In 2016, the industry will continue to evolve and grow in this direction.
Here are a few ways we see that evolution unfolding, and what you need to know to make sure you’re on board:
1. People get their news how they want it.
The majority of BuzzFeed’s readers see its content via social media channels and mobile apps – 49 percent, in fact. Today 80 percent of Internet users own a smartphone and 89 percent of a user’s time is spent within apps. As PR professionals, social media and owned content like Medium, LinkedIn Pulse and Facebook Notes should be at the top of your list for 2016. The media landscape has changed so much that if you aren’t at least re-purposing your own content and pushing it out via social channels, you’re missing huge opportunities to reach your audience.
2. Strategic content is king. And SEO matters more than ever.
There have been lots of heated discussions about content and SEO being dead, from articles in Entrepreneur to Forbes to Inc. We argue that neither are dead – but they are changing. SEO today is no longer that magic black box that only super techy people could decipher. WordPress has SEO built into the architecture (meaning, you don’t have to bother coding for H1 headings and the like). And with the way Google and other search engines rank content these days, it’s not about seeking out keywords that your competitors don’t “own.” It’s about search intent. Think about how we’re all using voice search on our phones to find the “best pub in Seattle” as we’re driving. That’s your keyword phrase for content right there, not various renditions of “gastropub.” It’s probably still worth putting it in your metas and tags, but maybe not your content.
And we are developing more original content than ever before. Part of this is because there are fewer and fewer reporters, and the contacts we have are overwhelmed in writing five or six stories a day. Bylines and paid content are becoming the norm. More importantly, outlets like Medium and LinkedIn Pulse allow our industry to push out original content for clients – and we should automatically write it with SEO in mind. SEO is becoming a key tenet of public relations for 2016.

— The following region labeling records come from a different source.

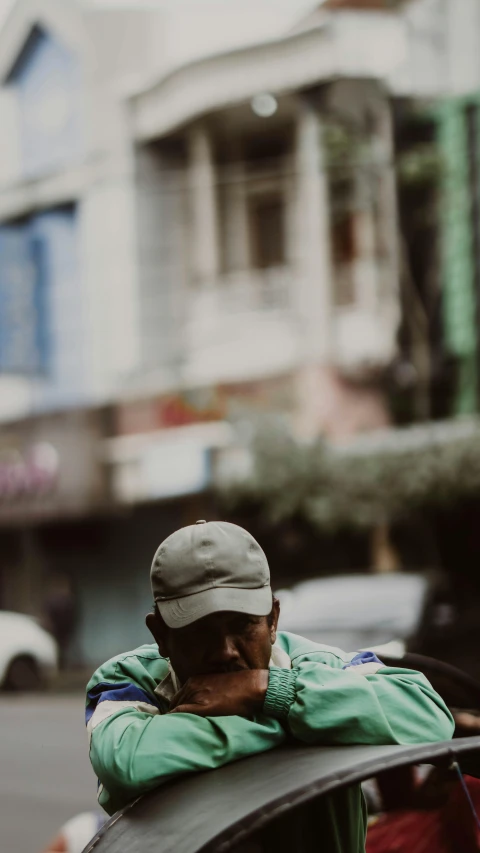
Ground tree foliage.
[221,426,480,532]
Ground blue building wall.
[0,207,86,411]
[9,28,82,177]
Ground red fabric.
[366,776,480,853]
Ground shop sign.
[0,442,60,502]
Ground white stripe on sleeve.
[87,699,160,743]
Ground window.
[248,193,286,269]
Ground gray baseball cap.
[150,521,272,628]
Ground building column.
[295,102,332,362]
[292,102,333,439]
[188,124,219,287]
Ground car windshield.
[277,574,428,650]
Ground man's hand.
[170,669,268,717]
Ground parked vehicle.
[0,610,58,690]
[277,572,439,656]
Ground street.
[0,694,97,853]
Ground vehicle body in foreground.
[0,610,58,690]
[85,737,480,853]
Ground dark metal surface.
[85,737,480,853]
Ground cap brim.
[157,584,272,628]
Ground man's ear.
[145,608,168,658]
[269,598,280,646]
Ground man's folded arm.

3. Video Content: The lines between marketing and PR continue to blur.
Given the nature of online communication today and the prevalence of ad blockers, the lines between marketing and PR are blurring even further. Because we in the public relations industry are experts in crafting stories – and are becoming experts in SEO out of necessity – clients are leaning more heavily on our industry to get in front of their audience. This is great news if you’re prepared and have the right people on staff, including SEO savvy writers, videographers, photographers and designers. If you don’t, you’ll likely be developing or hiring for those skills in the near future.
Traditional advertising does, of course, still have an important place in marketing. Now though, that message is even more tightly synced with content shared across social media and news outlets. Video content will help get your clients’ message out quickly, especially when pushed out via social media, where it appears in news feeds. Video is also becoming more important to boost SEO, as search engines are placing more importance on this kind of content for rankings.
Does earned media still have a seat at the table? Without question. A story in The New York Times, Wall Street Journal, or on the cover of your city’s paper goes a long way. And there’s nothing more thrilling than landing that kind of placement. But if your conversation with your client doesn’t include original content, video content, social media and SEO, you’re missing out on the biggest public relations opportunities in 2016.
Aaron Blank is the President and CEO of The Fearey Group, a 35-year-old public relations and public affairs firm based in Seattle, Wash. He is an Executive Committee member of the Counselor’s Academy for PRSA (CAPRSA).